Graphs are everywhere. Internet, maps, and social networks to name just a few are all examples of massive graphs that contains vast amounts of useful information. Since the size of these networks is growing and processing them become more and more ubiquitous, we need better tools to do the job.

In this article, I’ll describe how we can use Flink Gelly library to process large graphs and will provide the simple example of how we can find a shortest path between two users in the Twitter graph.

Introduction to Gelly

In a nutshell, Flink Gelly is a library for graph processing implemented on top batch processing API in Apache Flink:

Apache Flink architecture

It allows us to process huge graphs in a distributed fashion using Apache Flink API.

You may wonder why do we need to have one more graph library? Since there are other existing graph processing systems (e.g. Apache Giraph) or general purpose Big Data systems that can be used for some intermediate graph processing it may seem that new graphs processing library may be superfluous.

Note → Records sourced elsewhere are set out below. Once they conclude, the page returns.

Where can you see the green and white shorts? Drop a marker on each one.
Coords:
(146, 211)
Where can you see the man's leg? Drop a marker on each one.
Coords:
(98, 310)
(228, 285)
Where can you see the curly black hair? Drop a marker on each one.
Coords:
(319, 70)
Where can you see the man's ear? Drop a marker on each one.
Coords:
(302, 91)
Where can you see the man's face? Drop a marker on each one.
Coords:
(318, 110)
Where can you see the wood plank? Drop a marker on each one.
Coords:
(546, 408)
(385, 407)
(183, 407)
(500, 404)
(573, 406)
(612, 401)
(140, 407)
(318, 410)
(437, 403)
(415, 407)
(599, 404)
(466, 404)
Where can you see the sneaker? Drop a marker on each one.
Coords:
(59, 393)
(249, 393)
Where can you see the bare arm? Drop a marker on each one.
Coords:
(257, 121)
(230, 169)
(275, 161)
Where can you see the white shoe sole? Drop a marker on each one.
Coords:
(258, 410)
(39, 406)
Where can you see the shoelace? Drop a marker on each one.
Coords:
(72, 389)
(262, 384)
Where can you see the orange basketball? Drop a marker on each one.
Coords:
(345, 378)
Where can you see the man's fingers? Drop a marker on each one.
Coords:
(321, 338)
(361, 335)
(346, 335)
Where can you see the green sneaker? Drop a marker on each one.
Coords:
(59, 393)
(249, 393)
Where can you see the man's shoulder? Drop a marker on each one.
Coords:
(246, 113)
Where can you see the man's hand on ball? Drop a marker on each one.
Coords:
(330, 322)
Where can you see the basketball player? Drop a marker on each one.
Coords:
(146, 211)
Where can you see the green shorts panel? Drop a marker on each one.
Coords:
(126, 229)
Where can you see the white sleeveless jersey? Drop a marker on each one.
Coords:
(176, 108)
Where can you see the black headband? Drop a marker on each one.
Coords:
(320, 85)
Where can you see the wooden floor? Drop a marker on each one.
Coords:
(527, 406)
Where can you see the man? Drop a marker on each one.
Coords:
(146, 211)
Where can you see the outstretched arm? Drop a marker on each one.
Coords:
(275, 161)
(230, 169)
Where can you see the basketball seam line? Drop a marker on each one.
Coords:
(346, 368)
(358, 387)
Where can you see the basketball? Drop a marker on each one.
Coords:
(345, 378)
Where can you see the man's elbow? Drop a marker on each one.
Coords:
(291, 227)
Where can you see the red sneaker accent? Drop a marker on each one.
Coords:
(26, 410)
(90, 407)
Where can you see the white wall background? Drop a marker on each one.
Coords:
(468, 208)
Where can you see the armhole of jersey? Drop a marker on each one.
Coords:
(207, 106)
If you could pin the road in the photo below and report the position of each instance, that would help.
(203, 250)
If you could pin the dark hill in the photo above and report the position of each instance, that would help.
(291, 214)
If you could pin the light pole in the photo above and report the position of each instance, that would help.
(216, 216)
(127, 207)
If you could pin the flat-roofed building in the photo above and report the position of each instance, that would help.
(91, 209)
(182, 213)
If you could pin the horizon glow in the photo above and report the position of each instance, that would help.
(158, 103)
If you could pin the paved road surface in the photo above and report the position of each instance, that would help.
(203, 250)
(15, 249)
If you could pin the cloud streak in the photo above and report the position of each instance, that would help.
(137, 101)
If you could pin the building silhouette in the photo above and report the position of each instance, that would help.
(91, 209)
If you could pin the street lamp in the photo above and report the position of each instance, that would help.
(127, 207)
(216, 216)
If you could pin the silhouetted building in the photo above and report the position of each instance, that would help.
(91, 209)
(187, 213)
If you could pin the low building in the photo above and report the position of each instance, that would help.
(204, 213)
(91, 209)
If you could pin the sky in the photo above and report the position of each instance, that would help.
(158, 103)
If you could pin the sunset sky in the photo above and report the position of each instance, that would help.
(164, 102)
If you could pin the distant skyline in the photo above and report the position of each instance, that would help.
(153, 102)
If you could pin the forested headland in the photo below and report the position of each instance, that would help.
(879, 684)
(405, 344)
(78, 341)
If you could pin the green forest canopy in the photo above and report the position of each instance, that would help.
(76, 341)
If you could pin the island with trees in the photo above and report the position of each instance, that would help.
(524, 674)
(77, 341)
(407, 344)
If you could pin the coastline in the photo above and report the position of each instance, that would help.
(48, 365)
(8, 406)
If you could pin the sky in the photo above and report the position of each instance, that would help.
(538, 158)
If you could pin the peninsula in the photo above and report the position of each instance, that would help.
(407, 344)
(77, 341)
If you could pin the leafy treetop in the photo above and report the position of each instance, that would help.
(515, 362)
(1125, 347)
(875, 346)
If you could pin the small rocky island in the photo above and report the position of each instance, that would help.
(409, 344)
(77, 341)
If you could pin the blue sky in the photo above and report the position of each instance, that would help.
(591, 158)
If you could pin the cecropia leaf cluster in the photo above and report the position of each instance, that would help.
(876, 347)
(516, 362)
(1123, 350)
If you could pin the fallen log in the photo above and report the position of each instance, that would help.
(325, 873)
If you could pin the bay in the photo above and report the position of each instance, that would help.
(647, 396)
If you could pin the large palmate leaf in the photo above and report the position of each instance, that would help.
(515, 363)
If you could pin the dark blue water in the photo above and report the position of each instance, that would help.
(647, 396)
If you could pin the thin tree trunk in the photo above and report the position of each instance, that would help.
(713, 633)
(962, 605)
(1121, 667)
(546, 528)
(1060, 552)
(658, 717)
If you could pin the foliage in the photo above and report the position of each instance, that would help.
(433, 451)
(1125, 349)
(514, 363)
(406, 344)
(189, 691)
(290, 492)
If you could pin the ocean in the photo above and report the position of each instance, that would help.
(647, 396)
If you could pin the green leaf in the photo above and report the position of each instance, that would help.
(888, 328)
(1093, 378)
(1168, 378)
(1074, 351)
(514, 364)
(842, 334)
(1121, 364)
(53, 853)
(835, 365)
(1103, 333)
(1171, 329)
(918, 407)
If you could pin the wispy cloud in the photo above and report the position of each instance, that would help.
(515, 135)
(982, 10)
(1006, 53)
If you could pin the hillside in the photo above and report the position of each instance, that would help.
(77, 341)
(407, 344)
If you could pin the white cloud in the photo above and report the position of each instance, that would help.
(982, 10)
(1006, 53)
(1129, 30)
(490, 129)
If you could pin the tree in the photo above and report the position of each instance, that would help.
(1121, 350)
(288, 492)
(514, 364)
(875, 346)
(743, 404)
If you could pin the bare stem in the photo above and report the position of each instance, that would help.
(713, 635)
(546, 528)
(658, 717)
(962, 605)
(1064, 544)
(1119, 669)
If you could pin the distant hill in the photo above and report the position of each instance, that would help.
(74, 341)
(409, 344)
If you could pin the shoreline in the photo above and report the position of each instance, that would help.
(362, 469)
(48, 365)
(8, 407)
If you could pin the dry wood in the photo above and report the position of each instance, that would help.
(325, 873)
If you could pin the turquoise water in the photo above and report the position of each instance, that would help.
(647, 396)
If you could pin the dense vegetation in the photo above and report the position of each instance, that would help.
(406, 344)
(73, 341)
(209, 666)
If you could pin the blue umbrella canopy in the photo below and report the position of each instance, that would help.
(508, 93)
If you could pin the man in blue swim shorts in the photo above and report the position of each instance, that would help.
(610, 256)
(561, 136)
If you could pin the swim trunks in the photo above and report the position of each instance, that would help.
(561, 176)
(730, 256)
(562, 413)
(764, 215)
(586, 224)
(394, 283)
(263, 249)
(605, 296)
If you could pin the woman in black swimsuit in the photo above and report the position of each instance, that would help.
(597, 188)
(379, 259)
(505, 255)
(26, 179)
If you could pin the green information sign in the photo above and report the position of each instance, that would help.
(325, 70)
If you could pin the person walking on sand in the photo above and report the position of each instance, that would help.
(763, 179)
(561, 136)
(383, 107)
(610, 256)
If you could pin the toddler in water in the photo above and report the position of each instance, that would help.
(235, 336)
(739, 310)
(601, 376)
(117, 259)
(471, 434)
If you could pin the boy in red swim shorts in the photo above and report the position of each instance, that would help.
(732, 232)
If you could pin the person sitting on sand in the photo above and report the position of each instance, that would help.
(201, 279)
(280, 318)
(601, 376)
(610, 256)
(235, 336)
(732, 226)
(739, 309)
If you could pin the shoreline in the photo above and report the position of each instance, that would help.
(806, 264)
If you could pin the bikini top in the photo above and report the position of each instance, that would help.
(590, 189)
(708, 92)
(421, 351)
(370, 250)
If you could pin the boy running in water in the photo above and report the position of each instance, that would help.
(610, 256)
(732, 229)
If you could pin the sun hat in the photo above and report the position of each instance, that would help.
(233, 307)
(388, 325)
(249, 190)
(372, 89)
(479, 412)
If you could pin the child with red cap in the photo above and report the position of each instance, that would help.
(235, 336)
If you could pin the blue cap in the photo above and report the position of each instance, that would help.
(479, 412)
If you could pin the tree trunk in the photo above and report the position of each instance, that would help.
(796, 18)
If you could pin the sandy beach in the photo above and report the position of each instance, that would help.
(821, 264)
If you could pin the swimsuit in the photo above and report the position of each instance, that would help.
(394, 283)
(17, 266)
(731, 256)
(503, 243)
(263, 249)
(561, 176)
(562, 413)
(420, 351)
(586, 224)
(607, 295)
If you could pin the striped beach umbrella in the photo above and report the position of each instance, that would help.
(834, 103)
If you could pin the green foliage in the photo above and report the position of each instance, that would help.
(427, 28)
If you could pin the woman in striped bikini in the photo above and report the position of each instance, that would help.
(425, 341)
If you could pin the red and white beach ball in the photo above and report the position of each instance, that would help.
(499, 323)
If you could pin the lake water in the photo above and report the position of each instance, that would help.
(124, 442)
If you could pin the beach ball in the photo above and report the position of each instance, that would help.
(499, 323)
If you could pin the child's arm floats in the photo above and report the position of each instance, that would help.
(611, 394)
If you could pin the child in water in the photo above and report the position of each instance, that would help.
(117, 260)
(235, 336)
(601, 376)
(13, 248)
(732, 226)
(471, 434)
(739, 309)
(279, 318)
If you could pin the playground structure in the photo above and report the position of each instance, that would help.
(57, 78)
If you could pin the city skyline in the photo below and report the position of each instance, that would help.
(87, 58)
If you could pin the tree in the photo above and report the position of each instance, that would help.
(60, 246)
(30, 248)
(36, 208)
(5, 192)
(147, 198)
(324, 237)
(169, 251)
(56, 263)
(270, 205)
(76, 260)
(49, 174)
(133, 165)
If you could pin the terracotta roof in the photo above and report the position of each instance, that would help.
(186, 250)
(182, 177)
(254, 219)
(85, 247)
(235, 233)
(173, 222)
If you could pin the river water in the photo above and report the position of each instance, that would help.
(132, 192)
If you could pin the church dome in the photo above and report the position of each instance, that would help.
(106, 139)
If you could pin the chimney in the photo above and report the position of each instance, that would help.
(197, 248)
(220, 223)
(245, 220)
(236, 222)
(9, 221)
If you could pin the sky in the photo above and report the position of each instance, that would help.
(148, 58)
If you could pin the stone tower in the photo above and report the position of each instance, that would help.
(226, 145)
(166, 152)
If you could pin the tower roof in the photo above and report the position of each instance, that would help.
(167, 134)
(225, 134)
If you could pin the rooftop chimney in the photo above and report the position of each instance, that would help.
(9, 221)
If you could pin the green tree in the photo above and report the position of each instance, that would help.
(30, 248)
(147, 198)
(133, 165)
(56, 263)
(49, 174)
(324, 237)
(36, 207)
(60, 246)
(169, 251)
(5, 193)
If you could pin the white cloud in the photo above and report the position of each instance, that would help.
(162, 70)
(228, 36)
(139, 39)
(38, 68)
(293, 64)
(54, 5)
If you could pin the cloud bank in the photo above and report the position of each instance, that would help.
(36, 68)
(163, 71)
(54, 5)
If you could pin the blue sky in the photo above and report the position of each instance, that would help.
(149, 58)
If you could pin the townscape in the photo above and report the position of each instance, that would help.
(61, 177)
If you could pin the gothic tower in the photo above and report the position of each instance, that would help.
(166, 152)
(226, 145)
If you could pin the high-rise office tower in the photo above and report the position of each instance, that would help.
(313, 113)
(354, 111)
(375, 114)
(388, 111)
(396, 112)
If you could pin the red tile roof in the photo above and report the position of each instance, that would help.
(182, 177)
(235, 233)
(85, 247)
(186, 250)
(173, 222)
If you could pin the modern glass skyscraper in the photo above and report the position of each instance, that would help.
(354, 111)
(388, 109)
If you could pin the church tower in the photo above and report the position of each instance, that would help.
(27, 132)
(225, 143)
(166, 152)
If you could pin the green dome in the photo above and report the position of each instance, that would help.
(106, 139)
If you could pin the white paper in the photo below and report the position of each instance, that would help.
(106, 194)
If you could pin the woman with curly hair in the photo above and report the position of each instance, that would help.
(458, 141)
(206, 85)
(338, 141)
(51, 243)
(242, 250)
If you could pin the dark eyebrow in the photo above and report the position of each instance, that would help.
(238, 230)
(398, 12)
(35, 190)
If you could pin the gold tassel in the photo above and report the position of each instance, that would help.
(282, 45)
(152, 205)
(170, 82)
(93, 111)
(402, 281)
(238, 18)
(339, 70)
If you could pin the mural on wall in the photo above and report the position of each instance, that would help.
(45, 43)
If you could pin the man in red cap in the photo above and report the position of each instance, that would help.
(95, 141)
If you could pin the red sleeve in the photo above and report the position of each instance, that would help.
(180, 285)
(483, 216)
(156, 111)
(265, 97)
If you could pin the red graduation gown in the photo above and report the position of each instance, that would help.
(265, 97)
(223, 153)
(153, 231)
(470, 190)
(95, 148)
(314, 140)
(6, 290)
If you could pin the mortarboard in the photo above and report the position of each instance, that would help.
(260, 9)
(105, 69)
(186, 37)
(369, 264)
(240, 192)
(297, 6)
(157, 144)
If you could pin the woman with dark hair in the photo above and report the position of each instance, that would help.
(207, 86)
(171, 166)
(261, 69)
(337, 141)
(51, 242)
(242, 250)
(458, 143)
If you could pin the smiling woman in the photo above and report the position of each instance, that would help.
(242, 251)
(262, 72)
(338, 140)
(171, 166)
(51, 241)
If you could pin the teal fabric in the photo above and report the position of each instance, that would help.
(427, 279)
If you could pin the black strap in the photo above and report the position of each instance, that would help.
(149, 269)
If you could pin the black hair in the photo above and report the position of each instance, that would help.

Gelly still has one important advantage over other systems. Since it is a part of Apache Flink, it allows us to preprocess graph data, process graphs and transform result graphs using one system and one API. This is convenient both from development and operational standpoint since in this case we only have one API to learn and one system to operate.

Graph intro

As you probably know a graph is a set vertices connected by edges. Flink represents graphs as two datasets: a dataset of vertices and a dataset of edges.

/**
 * @param <K> the key type for edge and vertex identifiers
 * @param <VV> the value type for vertices
 * @param <EV> the value type for edges
 */
public class Graph<K, VV, EV> {

	private final DataSet<Vertex<K, VV>> vertices;
	private final DataSet<Edge<K, EV>> edges;
	...
}

The Graph class has three generics arguments to specify a type of vertices keys that uniquely define, type of values associated with vertices and type of values associated with edges. So the following Graph definition:

Graph<Long, String, Integer> graph = ...

represents a graph with vertices with keys of type Long, vertices with values of type String and edges with values of type Integer.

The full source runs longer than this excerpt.